Lib Dems predict victory in Eastleigh, with UKIP in second

Counting in the by-election continues as the Lib Dems say they have held the seat and predict that UKIP has beaten the Tories.

The counting is ongoing in Eastleigh, with the Lib Dems increasingly confident that they've held the seat. The party, which first won the constituency in 1994 (another by-election), expects its majority to be in the thousands, not the hundreds (it is currently 3,864).

Both the Lib Dems and Labour are predicting that UKIP has finished second, pushing the Tories ino third place. If true, this would be a disastrous result for David Cameron. His old rival David Davis was likely right when he suggested earlier this week that it would provoke a "crisis". But Cameron's right-wing critics will have trouble explaining why the Tories performed so poorly after a hard-edged campaign that focused on immigration and welfare and after the promise of an in/out EU referendum.
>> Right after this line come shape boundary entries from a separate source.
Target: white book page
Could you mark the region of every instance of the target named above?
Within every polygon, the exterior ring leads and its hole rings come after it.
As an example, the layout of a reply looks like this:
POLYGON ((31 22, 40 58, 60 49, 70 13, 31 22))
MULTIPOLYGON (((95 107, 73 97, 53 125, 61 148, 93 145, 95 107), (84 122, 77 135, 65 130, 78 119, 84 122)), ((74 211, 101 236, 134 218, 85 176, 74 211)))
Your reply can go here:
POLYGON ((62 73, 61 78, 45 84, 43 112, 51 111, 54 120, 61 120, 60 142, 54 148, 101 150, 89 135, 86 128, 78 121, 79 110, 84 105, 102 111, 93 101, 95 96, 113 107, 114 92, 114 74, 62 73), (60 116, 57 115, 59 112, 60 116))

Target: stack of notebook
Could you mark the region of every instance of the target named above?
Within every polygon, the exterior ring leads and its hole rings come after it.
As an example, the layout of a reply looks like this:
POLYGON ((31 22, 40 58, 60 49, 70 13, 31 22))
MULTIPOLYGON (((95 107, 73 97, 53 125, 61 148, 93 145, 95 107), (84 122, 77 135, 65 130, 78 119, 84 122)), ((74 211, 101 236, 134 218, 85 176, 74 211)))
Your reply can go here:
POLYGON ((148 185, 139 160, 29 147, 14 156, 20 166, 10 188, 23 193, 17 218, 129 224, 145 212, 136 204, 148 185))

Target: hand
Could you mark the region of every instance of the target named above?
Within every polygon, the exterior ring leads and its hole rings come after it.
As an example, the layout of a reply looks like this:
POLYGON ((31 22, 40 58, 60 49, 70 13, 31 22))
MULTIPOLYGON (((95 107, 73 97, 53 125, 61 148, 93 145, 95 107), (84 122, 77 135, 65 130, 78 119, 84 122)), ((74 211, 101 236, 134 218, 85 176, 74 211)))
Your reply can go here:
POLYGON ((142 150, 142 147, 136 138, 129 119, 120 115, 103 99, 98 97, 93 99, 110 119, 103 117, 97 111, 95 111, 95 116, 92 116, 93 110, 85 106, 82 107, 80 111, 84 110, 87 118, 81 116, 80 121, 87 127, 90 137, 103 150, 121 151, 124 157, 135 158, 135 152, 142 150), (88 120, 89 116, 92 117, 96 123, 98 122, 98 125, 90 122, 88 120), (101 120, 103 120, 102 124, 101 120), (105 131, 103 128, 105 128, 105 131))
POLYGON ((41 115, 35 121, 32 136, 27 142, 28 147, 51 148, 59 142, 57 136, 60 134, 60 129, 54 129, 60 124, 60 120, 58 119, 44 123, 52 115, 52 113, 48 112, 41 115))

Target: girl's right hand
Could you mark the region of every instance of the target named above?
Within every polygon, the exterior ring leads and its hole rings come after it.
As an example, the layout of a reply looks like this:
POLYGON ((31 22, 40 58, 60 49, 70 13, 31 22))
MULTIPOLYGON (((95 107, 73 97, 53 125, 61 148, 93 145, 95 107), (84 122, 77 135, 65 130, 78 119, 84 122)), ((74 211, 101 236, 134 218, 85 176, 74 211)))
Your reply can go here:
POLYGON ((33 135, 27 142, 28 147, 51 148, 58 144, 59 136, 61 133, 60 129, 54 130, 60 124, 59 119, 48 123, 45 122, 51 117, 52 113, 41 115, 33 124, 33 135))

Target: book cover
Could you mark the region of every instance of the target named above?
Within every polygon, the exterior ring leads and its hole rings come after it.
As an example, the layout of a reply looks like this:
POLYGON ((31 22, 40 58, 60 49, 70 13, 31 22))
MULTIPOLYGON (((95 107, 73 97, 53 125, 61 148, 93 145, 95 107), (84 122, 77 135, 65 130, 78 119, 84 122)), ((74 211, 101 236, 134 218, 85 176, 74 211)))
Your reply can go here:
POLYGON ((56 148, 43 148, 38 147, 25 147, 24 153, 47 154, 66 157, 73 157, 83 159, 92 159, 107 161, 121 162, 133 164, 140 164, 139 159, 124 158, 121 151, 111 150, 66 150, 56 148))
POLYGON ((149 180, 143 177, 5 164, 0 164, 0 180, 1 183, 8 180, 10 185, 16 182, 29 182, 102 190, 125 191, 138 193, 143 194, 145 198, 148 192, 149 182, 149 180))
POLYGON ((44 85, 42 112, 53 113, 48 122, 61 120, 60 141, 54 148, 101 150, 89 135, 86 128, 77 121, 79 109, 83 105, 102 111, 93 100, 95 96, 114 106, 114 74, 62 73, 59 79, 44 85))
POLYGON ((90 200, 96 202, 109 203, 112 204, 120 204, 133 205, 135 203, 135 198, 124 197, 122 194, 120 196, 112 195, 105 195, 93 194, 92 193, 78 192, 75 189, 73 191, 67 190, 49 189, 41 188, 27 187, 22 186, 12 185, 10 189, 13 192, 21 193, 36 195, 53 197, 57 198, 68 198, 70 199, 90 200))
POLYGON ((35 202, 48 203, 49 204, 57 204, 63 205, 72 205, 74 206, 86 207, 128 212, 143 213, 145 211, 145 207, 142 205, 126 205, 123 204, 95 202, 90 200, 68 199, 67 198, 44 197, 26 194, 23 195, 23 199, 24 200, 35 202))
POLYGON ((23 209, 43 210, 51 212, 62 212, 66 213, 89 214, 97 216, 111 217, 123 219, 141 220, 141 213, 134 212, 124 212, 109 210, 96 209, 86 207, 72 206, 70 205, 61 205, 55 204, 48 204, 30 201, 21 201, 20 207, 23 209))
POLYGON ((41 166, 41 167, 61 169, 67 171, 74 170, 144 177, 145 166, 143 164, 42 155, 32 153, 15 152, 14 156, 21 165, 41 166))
Labour is resigned to finishing fourth, although the party believes it has increased its share of the vote from the 9.6 per cent recorded in 2010. The result will undermine Ed Miliband's "one nation" narrative but shadow ministers point out that while the seat is 16th on the Tories' target list, it is 258th on Labour's. The swing required to win Eastleigh would put Labour on course for a majority of 362.

Turnout was a relatively impressive 52.8 per cent, down from 69.3 per cent at the general election. We'll bring you the result as soon as it's announced around 4am.

Party representatives watch as votes for the Eastleigh by-election begin to be counted. Photograph: Getty Images.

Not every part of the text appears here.